Safe Water Systems are water quality interventions that employ simple, inexpensive and robust technologies appropriate for the developing world. The objective is to make water safe through disinfection and safe storage at the point of use. The basis of the intervention is:

Point-of-use treatment of contaminated water using sodium hypochlorite solution purchased locally and produced in the community from water and salt using an electrolytic cell;

Safe water storage in plastic containers with a narrow mouth, lid, and a spigot to prevent recontamination;

Behaviour change techniques, including social marketing, community mobilization, motivational interviewing, communication, and education, to increase awareness of the link between contaminated water and disease and the benefits of safe water, and to influence hygiene behaviours including the purchase and proper use of the water storage vessel and disinfectant.


Name: Safe Water Systems
Theme: Safe Water Management Region and Country: Maharashtra, India
Partners: Beneficiaries:
Funding Need: Budget:
Duration: Contact:

Programme Activities:
Water disinfection can be quite effective in managing soiled water and preventing the spread of disease. In Maharashtra, however, 44% of all households do not attempt to purify water at all, and of those that do, the most common method by far is to strain water through a cloth, which offers little or no disinfection of disease-causing agents. Only 18% of households (13% rural) boil or filter their water, and predictably, diarrhoea occurs much less frequently among these households than in those that do not boil or filter water. This disinfection can be conducted on a small scale at individual households using boiling, additives of certain chemicals, or solar disinfection. These disinfection methods allow families to disinfect small quantities of water that they will use soon after disinfecting it. However, families also need to understand how to then store the clean water, and disinfect large quantities of water.

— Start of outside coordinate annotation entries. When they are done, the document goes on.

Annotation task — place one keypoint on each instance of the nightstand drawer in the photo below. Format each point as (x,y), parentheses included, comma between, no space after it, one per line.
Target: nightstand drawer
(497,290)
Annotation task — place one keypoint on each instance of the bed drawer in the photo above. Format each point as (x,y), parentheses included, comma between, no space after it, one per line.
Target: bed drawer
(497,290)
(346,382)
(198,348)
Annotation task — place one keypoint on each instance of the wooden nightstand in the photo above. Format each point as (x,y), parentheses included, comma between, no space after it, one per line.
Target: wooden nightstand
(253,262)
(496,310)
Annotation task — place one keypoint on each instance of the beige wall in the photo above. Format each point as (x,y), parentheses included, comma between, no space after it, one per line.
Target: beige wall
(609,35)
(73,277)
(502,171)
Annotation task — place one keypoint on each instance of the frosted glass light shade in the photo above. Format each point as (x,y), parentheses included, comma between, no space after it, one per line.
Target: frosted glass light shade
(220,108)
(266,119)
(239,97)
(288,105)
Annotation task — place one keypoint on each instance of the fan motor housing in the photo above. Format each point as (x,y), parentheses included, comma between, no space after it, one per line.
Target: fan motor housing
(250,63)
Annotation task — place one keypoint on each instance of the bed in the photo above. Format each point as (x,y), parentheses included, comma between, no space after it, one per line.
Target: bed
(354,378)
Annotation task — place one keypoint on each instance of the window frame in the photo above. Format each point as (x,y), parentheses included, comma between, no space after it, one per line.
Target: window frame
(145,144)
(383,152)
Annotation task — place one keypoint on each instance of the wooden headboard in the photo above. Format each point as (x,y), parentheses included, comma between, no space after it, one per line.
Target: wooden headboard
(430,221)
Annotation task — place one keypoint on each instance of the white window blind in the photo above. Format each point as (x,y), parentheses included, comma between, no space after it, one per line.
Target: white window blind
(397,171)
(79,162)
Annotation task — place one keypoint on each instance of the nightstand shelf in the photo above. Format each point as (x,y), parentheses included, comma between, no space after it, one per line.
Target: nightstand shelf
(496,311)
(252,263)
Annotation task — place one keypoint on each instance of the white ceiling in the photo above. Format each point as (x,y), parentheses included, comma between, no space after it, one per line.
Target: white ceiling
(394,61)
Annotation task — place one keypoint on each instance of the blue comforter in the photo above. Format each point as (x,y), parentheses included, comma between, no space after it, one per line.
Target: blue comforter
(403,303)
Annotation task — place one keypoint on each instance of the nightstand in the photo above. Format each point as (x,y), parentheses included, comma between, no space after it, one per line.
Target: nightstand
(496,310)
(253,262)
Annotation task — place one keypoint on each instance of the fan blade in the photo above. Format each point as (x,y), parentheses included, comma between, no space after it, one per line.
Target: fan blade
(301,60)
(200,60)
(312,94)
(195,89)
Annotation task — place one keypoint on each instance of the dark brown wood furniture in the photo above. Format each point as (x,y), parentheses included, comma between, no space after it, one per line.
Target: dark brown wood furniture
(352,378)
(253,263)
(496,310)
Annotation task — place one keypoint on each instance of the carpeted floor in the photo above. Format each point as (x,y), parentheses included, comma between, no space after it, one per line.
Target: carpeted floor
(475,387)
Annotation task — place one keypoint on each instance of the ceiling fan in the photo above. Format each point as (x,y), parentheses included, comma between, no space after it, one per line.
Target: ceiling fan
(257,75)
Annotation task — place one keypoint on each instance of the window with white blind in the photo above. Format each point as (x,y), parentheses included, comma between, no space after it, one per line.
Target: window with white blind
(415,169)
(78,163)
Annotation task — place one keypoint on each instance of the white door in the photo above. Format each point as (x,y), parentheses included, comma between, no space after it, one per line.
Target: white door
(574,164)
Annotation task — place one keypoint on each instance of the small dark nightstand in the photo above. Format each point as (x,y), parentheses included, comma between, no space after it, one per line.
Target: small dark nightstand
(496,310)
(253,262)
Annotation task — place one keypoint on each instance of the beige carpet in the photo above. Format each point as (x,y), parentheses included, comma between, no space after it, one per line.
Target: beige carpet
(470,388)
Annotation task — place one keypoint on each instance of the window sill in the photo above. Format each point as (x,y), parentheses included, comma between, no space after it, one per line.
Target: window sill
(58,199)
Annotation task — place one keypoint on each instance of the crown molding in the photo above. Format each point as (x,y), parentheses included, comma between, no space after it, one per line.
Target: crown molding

This programme targets the need for a Safe Water System -- a project enabling households to disinfect and store essential quantities of household water in safe containers. This water quality intervention employs simple, inexpensive and robust technologies appropriate for the developing world. The objective is to make water safe through disinfection and safe storage at the point of use.

The basis of the intervention is:

1. Point of use treatment:
In order to disinfect large quantities of water, the chemical disinfectant that will be used must be available. The first step is to decide on a disinfectant, and then choose a production method for the disinfectant. The disinfectant should kill or inactivate pathogens that are likely to be present in the water sources of the target population. This programme will promote the usage of sodium hypochlorite as the disinfectant. Demonstration projects have identified chlorine, specifically 0.5% to 1% sodium hypochlorite solution, as having the best overall characteristics for both production at the local level and convenient dosing for household water disinfection. It is also extremely inexpensive to produce, making it an affordable option for economically disadvantaged populations. Sodium hypochlorite solution at this concentration is also safe, with evidence that ingestion of sodium hypochlorite at 10 times greater concentration causes no lasting damage.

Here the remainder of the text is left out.